The first person to receive a permanent electric heart was recovering in hospital in Oxford yesterday after the unique operation last week. Abel Goodman, 64, was selected for the operation from 25 volunteers after it was decided that his age and kidney problems ruled out a normal heart transplant.

The retired film producer received the new device in a privately funded operation at the John Radcliffe Hospital. It is hoped it will provide a permanent solution for Mr Goodman, despite his being given a few months to live after being diagnosed as suffering from heart failure.

Until recently, mechanical hearts were designed to provide a bridge for seriously ill people forced to wait for a transplant because of a shortage of donor organs. The development follows a series of operations at Papworth Hospital, Cambridge, where the first permanent artificial heart was implanted last summer, though the patient, Arthur Cornhill, 63, a former stuntman, died nine months later.

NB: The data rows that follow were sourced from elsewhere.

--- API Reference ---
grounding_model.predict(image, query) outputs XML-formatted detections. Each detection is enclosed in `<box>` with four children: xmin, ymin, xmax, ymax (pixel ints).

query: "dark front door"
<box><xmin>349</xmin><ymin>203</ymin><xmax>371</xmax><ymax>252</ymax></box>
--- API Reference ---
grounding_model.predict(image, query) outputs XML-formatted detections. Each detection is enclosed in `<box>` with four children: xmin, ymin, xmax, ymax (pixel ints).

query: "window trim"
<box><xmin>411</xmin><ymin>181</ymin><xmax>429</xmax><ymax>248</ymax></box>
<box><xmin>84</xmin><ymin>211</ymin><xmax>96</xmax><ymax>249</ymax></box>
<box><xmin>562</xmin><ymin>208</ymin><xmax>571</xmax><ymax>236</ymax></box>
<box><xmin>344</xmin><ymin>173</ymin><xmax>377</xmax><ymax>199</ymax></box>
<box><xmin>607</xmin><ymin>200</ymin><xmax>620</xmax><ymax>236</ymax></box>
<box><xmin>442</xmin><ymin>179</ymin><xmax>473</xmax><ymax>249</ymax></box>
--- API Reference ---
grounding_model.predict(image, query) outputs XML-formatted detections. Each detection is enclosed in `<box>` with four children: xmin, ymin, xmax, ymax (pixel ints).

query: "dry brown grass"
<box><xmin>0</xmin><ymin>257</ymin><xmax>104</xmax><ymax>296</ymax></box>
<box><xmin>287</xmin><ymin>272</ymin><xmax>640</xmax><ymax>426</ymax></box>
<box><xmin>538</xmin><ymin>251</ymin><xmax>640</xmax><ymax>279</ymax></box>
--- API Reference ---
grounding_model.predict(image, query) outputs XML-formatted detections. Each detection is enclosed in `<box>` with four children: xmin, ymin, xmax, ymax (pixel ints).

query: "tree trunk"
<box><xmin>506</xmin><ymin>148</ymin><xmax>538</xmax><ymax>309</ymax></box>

Mr Goodman , a father of two, was reportedly sitting up in bed the day after the three-hour operation, and on Friday he celebrated his birthday with a cake presented to him by the surgical team. On Saturday he suffered a slight stroke and was said by the hospital yesterday to be "as well as can be expected''. Mr Goodman is reported as saying: "I felt I had absolutely nothing to lose with this. I weighed up the options. My life was seriously at risk, and this seemed the only justifiable way forward."

The grapefruit-sized unit, which is virtually silent in comparison to earlier versions, which were extremely noisy, is powered by two 1.5lb rechargeable lead-acid batteries. It comprises a chamber which contracts and fills with blood, then pumping it throughout the body. The rate at which the air pump works responds to physical exertion, thereby allowing patients to lead a virtually normal life.

Steve Westaby, the surgeon who carried out last week's intricate operation, said around 500 patients had received similar implants in the US, but these had been used as an intermediate device for those waiting for human hearts.

It is the first of what is hoped to be a series of three similar operations funded by Frankie Vaughan, the singer, and his friends, who have raised pounds 750,000 between them. They launched a fund-raising campaign a year ago after learning of the pioneering work. In 1992 Mr Westaby operated on Mr Vaughan after he ruptured an artery, an operation which the singer said saved his life.

Mr Westaby, who had been involved in US research on artificial hearts for a number of years, said this was the first time such an implant had been inserted with a view to it remaining inside the patient permanently. "There is a very long history of artificial-heart implants and Papworth Hospital have done implants using a completely different device. That device is extremely noisy and for other reasons, we think, far less ideal than the device we used ... Our device was modified to make it suitable for long-term implantation and on the same day the operation was carried out, a professor in Berlin did the same operation in the same context."

The team at Oxford is also collaborating with the American Robert Jarvik on developing another implant called the Jarvik 2000. This tiny pump, which is the size of a thumbnail, could be the first implant able to be inserted inside children and is expected to be ready for use within two years.